Gloso una de las citas iniciales, la de Raymond Carver, y lo hago con toda la intención. Porque hay poetas para los que escribir es un acto de amor, una felicidad. Su Poesía no es un estercolero personal sin posibilidad de reciclaje, es una antología de momentos heroicos. Su verso brota de manantial sereno; vuela lejos de las pezuñas de quienes convierten la Poesía en palabrario infecundo, amontonadero de ignorancias lingüísticas mal resueltas. Su Poesía no es un arte servil. Su poesía no se orienta a ninguna fama. Ni circulillos ni circuitos por los que nada fluye, que nada cortan ni pinchan. Y es exquisito el cuidado que le concede al lenguaje y todavía más exquisito el amor con que nos da su vida y eso que importa y que se mueve. Discreción e impulso.
Miraba el lago
y yo era el lago y se cumplía así
mi más secreta y apasionada
aspiración: ser agua.
El verso brota de raíz líquida, de impulso. El cielo es una vena.

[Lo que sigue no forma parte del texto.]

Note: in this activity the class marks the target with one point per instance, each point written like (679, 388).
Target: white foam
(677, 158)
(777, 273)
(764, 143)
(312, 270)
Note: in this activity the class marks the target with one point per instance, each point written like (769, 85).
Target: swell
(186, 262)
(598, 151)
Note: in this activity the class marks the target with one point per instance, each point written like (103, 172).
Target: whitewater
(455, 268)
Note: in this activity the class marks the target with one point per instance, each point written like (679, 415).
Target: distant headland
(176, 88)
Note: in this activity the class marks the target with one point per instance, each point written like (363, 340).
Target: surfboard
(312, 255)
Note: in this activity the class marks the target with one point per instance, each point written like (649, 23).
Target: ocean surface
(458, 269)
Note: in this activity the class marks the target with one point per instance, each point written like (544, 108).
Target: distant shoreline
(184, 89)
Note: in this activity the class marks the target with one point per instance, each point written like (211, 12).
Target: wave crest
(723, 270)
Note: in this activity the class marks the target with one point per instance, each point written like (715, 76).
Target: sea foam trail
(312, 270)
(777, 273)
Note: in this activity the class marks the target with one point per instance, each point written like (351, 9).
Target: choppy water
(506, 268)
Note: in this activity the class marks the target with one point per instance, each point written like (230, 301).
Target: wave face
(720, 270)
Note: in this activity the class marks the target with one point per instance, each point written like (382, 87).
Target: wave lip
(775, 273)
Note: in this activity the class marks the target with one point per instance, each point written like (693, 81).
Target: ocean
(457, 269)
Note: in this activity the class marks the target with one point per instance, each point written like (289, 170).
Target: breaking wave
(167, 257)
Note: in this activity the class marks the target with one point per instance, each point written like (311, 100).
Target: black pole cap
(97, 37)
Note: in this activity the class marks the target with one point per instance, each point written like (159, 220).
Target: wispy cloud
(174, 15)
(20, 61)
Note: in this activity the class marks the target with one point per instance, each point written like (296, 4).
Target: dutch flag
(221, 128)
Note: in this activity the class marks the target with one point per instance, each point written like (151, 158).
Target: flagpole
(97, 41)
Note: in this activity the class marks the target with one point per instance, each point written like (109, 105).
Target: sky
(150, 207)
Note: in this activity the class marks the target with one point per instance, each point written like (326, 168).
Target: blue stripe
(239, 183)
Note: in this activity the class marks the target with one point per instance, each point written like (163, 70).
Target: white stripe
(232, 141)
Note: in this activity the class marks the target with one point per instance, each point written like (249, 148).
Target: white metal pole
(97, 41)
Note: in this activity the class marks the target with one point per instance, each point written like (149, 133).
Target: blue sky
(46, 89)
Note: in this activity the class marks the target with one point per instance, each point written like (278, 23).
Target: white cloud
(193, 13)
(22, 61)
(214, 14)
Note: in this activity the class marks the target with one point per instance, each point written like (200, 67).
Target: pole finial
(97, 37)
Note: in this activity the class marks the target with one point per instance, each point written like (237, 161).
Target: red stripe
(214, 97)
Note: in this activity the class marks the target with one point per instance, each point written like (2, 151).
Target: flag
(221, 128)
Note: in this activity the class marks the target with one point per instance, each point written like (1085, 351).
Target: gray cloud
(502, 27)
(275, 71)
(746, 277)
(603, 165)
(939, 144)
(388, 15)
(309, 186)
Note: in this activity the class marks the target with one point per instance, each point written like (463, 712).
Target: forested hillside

UNO: Que la mirada sea feraz, abundante en delirio y en razón. Que el discurso poético sea delirio y que proporcione una razón. Que sea delirio y razón el lector.
DOS: La superficie de las aguas, el cristal, el espejo, son las orillas de las orillas de las orillas. Como en Antonio Aguilar, el poeta siempre escribe sobre las aguas.
TRES: Una buena dosis de secreto, pasión intensa, armonía y reflejo, verdad de la aspiración y movimiento perpetuo del sentido nos navegan. La semiótica de lo oculto, la sintaxis del padecer, el ir sin jamás regreso nutren la columna vertebral de lo poético.
CUATRO: Y lo demás es agua.
Desde el vientre materno de la diosa, sobre la arquitectura húmeda de los días, hacia el deseo vehemente de la transustanciación, hacia el límite que no es límite y hacia el cuerpo que se diluye en cuerpos, la Poesía besa, lame, flota. Lagunas, nubes, charcos, manantiales, lluvia, fuentes, tormentas, ríos... y entre tanta liquidez, tanta evaporación, la búsqueda del tronco del olmo en que “late el pulso del infinito”, aferrados a la solidez de la soledad.
Ay, el criterio de la brisa y los trabajos de la brisa. Con qué aspiración secreta escribe la yedra. Y a qué realidad pertenecen las golondrinas y qué vidrieras han visto.